On Wednesday, January 23, ISET hosted the Governor of the National Bank of Georgia (NBG), Mr. Koba Gvenetadze. Mr. Gvenetadze delivered a profoundly informative lecture about the importance of monetary policies for economic well-being, discussing issues such as the importance of the price stability objective, inflation targeting frameworks (specifically why it is so crucial to avoid both deflation and high inflation), and the efficiency of monetary policy transmission mechanisms under a flexible exchange rate.

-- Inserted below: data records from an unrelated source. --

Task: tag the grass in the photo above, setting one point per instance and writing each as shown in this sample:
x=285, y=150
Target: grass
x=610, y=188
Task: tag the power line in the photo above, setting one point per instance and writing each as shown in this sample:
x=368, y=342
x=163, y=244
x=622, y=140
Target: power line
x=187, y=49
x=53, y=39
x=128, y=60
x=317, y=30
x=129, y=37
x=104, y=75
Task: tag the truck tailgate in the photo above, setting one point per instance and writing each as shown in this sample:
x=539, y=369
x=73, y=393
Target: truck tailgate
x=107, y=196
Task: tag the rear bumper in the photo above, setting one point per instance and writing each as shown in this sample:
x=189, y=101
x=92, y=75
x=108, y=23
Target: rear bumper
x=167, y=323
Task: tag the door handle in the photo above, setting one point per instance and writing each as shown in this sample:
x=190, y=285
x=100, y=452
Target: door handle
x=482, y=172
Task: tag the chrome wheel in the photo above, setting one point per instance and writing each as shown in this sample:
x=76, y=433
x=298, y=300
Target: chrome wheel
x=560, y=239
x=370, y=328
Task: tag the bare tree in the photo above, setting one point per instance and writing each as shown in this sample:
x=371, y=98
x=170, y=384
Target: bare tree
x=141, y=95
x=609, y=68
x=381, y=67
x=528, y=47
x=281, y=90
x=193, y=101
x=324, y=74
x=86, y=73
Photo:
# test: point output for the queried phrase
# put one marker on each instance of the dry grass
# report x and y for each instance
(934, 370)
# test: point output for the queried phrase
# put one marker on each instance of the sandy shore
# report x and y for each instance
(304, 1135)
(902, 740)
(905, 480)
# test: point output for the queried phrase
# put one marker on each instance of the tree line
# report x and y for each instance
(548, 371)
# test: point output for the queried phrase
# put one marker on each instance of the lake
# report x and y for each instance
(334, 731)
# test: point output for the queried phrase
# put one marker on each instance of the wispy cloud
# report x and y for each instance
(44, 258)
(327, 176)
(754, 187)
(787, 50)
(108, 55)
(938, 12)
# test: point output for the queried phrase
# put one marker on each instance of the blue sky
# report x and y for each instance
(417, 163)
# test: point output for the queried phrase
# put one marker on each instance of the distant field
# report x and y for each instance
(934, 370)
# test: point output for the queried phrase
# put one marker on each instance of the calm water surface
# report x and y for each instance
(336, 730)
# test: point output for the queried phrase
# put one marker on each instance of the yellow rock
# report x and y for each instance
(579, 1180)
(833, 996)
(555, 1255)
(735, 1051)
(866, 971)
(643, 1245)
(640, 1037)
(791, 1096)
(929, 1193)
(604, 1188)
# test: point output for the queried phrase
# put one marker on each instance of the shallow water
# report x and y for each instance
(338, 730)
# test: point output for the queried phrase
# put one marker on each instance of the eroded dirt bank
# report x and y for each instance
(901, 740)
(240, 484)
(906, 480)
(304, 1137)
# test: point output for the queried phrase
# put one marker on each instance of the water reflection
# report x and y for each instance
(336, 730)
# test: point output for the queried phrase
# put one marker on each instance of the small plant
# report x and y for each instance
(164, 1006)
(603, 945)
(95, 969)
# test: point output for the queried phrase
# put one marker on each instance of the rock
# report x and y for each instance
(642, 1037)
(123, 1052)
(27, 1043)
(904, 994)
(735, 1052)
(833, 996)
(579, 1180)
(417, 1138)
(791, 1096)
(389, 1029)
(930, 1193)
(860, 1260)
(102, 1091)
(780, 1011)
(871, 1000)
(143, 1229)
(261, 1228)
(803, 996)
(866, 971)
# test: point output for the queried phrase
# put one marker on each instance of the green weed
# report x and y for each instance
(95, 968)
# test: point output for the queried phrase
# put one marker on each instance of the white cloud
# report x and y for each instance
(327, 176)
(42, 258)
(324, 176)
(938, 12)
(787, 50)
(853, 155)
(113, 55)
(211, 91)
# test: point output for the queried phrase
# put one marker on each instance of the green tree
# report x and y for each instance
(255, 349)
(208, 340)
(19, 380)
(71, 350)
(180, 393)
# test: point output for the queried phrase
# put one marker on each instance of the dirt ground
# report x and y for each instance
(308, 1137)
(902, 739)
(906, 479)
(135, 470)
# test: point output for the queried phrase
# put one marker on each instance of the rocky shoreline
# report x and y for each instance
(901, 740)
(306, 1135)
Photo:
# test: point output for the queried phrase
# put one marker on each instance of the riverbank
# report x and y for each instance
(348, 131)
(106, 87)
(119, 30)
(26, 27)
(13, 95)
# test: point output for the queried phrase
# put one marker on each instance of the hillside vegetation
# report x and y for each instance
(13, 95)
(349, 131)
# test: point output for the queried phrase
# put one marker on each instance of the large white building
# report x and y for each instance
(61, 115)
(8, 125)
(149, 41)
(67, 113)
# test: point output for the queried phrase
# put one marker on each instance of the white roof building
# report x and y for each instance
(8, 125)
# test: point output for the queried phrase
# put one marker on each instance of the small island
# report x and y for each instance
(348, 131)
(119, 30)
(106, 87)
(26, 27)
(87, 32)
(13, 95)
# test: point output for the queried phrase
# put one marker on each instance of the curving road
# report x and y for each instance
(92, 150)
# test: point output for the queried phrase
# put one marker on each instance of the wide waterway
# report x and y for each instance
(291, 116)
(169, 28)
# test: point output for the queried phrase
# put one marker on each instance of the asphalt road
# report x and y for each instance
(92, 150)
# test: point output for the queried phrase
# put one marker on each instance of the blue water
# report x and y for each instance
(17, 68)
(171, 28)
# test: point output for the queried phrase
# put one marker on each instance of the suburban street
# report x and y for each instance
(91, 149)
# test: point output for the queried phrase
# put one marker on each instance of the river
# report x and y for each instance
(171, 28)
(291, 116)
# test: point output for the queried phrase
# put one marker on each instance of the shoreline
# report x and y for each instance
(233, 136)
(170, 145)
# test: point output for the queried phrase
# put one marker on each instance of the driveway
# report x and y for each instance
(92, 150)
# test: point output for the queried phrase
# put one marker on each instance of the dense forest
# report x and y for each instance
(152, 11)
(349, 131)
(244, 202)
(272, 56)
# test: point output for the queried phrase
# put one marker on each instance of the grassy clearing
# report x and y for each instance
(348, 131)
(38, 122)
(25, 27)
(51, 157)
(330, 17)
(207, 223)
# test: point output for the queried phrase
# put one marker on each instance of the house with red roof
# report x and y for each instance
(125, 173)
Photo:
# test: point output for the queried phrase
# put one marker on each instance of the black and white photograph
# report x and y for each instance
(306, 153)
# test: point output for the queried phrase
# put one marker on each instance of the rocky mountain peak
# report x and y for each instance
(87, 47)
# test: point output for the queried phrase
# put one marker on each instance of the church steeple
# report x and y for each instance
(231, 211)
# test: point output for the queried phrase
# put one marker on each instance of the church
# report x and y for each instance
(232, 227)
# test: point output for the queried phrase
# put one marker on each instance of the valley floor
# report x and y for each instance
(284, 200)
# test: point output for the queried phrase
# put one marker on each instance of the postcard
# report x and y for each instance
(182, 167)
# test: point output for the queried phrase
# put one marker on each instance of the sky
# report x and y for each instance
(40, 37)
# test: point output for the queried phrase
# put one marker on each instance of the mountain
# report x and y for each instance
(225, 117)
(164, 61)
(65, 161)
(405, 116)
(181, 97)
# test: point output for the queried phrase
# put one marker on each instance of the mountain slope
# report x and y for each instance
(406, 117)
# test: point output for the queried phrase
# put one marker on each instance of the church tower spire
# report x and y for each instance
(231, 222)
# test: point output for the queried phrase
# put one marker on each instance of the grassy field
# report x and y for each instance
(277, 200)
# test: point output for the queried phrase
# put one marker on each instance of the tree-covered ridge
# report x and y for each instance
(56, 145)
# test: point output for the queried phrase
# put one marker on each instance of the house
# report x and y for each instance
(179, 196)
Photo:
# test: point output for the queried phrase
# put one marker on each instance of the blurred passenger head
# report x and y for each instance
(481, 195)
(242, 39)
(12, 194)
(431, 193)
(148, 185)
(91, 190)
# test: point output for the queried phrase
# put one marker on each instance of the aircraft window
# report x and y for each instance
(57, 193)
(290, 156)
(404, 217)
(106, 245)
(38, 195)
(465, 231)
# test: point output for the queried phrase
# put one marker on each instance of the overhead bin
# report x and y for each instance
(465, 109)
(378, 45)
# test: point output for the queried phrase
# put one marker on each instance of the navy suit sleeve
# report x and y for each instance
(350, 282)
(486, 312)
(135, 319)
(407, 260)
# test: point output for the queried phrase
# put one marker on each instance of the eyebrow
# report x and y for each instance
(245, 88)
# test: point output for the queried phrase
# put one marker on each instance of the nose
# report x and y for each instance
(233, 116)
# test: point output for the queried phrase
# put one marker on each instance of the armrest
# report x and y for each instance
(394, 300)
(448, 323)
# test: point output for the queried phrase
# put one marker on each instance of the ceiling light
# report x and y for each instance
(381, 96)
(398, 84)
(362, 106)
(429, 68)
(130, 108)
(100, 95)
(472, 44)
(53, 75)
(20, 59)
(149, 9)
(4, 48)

Since Milton Friedman, in his Presidential Address to the American Economic Association, presented a clear description of the role of monetary policies, economists (theorists and policymakers) have concentrated on studying the importance of price stability as a primary objective of monetary policies and designing an optimal policy to achieve it. The economic costs of high and unstable inflation can be enormous. First, high inflation creates uncertainty in prices and distorts price signals, which leads to the inefficient allocation of scarce resources. Secondly, uncertainty related to high and volatile inflation complicates long-term planning, which forces businesses to invest in short-term projects, instead of investing in more productive long-term activities. Thirdly, lower inflation reduces interest rates and contributes to financial stability. However, moderate inflation is a result of economic growth.

While high and unstable inflation sacrifices social welfare, the effects of deflation (price reduction) are no less harmful, as it leads consumers and firms to postpone spending and investment, makes borrowing more costly in relative terms, and is followed by higher inflation. Those harmful effects of high inflation, as well as deflation, are the reasons why central banks have symmetric objectives related to price stability. According to published literature and research, the optimal level of inflation for advanced economies seems to be around 1-2%, while the same measure for emerging markets reaches 2-4%.

In 2019, the NBG adopted an inflation-targeting regime as a framework for maintaining price stability. In the beginning, the inflation target in Georgia was 6%, but along with rising confidence in the policy, the target was gradually reduced to 3% in 2018, which is the desired level of inflation in the long run for Georgia. Mr. Gvenetadze considers that the introduction of an inflation-targeting framework was one of the main improvements that contributed to the low-inflationary environment.

The Governor of the NBG also discussed the benefits of the inflation targeting regime and flexible exchange rate; the importance of improving communication with the media; challenges related to financial dollarization, and de-dollarization policy measures. The openness of the President of the NBG to the opinions and questions raised by the audience made the event extremely productive, interactive, and interesting for all parties involved.